The core of this process is the SFTTrainer. It internally handles the tokenization, batching, and the forward/backward passes, specifically optimizing for the next-token prediction objective. The peft_config allows us to use LoRA, which injects small, trainable matrices into specific layers of the pre-trained model. This drastically reduces the number of parameters we need to update, making fine-tuning feasible on consumer hardware and preventing catastrophic forgetting of the model’s original capabilities. The TrainingArguments control the optimization process: per_device_train_batch_size and gradient_accumulation_steps determine the effective batch size, learning_rate and num_train_epochs set the optimization schedule, and bf16=True enables mixed-precision training for speed and memory savings.

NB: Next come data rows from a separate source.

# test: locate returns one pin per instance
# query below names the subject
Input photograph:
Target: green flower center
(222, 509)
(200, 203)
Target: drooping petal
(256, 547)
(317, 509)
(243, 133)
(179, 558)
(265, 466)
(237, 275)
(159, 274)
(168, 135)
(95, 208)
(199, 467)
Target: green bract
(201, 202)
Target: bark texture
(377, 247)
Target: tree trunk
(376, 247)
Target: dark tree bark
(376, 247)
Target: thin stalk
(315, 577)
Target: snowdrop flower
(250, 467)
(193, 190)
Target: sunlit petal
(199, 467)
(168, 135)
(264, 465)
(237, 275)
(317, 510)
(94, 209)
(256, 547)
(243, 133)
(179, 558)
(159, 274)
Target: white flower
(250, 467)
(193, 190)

The mental model for SFT is simple: you show the model examples of the output format and style you want. If you want a summarization model, you feed it pairs of (long_text, summary). If you want a chatbot, you feed it (user_prompt, bot_response). The model learns to predict the next token in the desired output sequence, conditioning on the input prompt. It’s essentially learning a new "writing style" or "persona" based on the provided examples.

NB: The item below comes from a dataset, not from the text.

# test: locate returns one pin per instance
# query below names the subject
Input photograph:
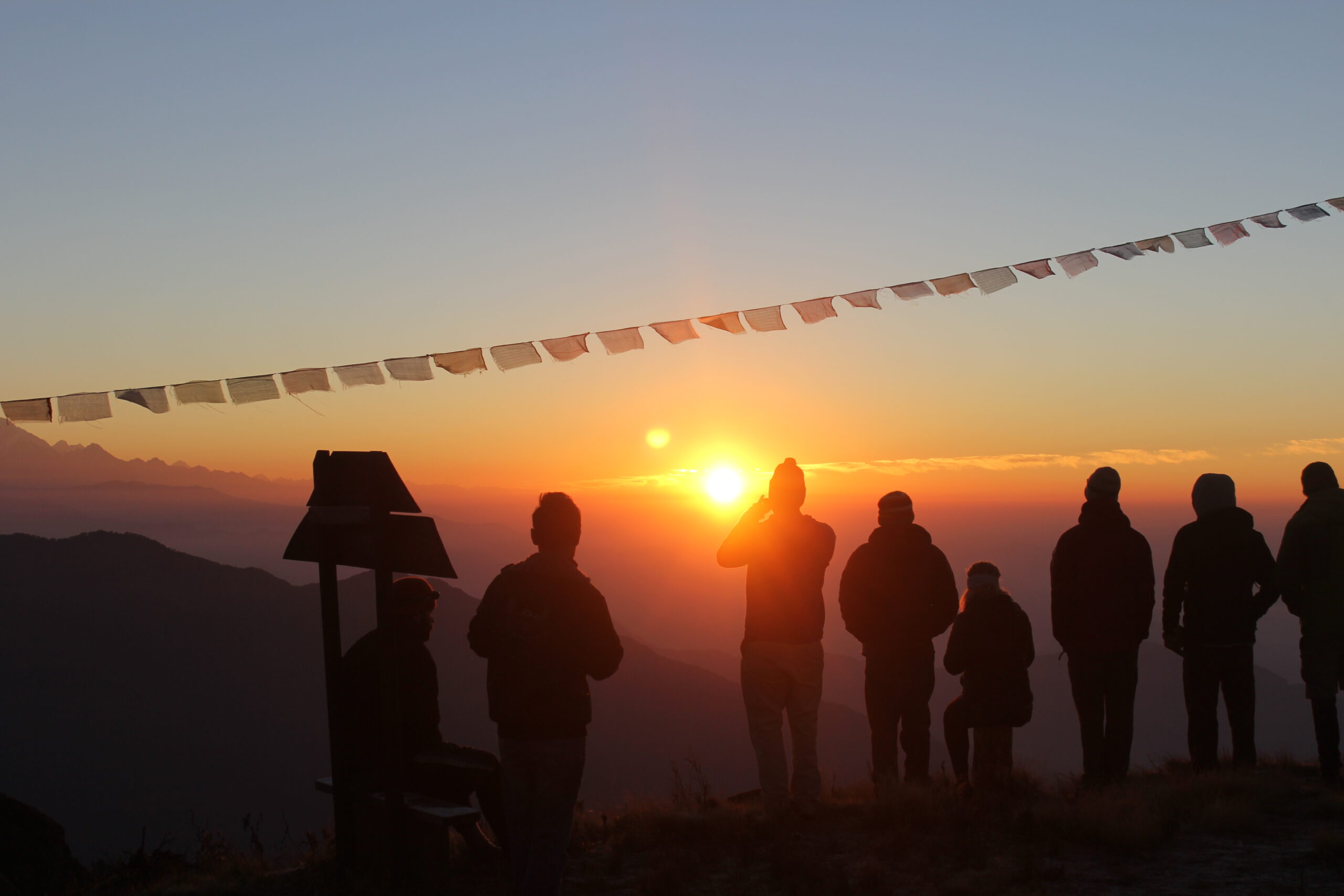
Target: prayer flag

What most people don’t realize is that the quality and format of the input data are paramount. If your dataset consists of simple, repetitive instructions, the model will become very good at following those specific instructions and generating text in that specific style. However, if the underlying reasoning or knowledge required to perform those instructions isn’t sufficiently present or implicitly learned from the vast pre-training data, SFT alone won’t magically imbue it. It’s like teaching someone to perfectly mimic a famous orator’s cadence and tone without necessarily improving their original thoughts. The dataset_text_field is the crucial handle here; it’s the direct pipeline into what the model actually sees as the target output.

After successfully fine-tuning, the next hurdle is evaluating whether the model has actually improved on the desired task beyond just stylistic imitation, often leading to exploring Reinforcement Learning from Human Feedback (RLHF) or Direct Preference Optimization (DPO).